Curiosamente, domingo, dia em que foi assassinado o chefe de Estado-maior General das Forças Armadas, foi iniciado o terceiro censo populacional, 18 anos depois do último que contou os guineenses em quase um milhão.
O primeiro a ser recenseado foi o próprio presidente guineense, João Bernardo Nino Vieira, no seu gabinete de trabalho na presidência da República, morto algumas horas depois por militares.

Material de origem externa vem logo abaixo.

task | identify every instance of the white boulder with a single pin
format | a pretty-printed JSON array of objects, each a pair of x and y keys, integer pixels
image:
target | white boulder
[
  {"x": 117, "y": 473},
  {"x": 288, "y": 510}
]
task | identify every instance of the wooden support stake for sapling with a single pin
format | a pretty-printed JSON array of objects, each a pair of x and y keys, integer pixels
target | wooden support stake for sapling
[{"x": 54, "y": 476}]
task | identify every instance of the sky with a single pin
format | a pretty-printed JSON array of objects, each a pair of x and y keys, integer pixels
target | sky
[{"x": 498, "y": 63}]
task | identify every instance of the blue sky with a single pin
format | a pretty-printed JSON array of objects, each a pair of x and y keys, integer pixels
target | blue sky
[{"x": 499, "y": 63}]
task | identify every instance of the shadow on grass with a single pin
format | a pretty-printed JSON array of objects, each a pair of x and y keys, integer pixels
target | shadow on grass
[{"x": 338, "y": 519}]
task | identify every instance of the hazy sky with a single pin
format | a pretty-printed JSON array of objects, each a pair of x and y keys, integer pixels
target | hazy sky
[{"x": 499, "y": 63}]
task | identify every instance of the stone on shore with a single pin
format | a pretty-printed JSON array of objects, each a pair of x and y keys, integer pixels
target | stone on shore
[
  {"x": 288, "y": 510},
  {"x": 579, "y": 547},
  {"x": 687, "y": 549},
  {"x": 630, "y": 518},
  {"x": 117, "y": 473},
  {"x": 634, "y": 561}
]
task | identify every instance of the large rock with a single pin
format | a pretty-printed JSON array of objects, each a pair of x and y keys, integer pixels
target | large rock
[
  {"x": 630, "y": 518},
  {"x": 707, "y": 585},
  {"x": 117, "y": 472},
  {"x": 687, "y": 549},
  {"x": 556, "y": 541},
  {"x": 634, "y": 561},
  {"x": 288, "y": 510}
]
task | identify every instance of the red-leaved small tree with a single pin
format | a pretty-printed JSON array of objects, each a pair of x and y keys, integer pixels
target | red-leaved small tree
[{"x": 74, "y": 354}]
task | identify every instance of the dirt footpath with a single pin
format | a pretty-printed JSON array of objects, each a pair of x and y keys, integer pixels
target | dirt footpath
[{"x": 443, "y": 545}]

“É fundamental que saibamos quantos é que somos. Até aqui cada um dá o seu número conforme a sua conveniência ou a sua fonte. Temos que saber quantos somos de fato”, disse o chefe de Estado guineense, naquela que foi sua última declaração pública.
No último relatório do Plano das Nações Unidas para o Desenvolvimento, a Guiné-Bissau surge na 175ª posição, tendo atrás de si apenas Serra Leoa e Burkina Faso.
A esperança média de vida é de 45,8 anos, e a taxa de matrículas de crianças no ensino de apenas 36,7% - não há dados atuais sobre a taxa de analfabetismo nos adultos.
O Produto Interno Bruto (PIB) per capita, de US$ 827, é também dos mais baixos do mundo.
Ainda segundo números das Nações Unidas, o país está fora de rota para alcançar os Objetivos de Desenvolvimento do Milênio, principalmente o de melhorar a nutrição infantil.
Estima-se que a população ronde 1,6 milhões de pessoas, com tendência de crescimento: a projeção da ONU é de 2,2 milhões até 2015.
Economia
A população vive essencialmente da agricultura (arroz) e pescas, e as colheitas de caju tem crescido nos últimos anos, estando o país atualmente na 5ª posição entre os principais produtores mundiais.
A economia tem vindo a sofrer com as constantes crises políticas e conflitos militares - em 1998, o PIB recuou 28%, recuperando parcialmente entre 1999 e 2002.
O país possui ainda reservas de minerais de fosfatos e bauxite, que são praticamente inexploradas.
Nos últimos anos têm sido feitos trabalhos de pesquisa de petróleo, sem que tenham sido confirmadas reservas em condições de serem exploradas comercialmente.
O último ranking "Fazer Negócios", elaborado pelos economistas do Banco Mundial, coloca a Guiné-Bissau no antepenúltimo lugar (179º) em termos de condições para exercício da atividade empresarial sem reformas dignas de nota para o Banco Mundial.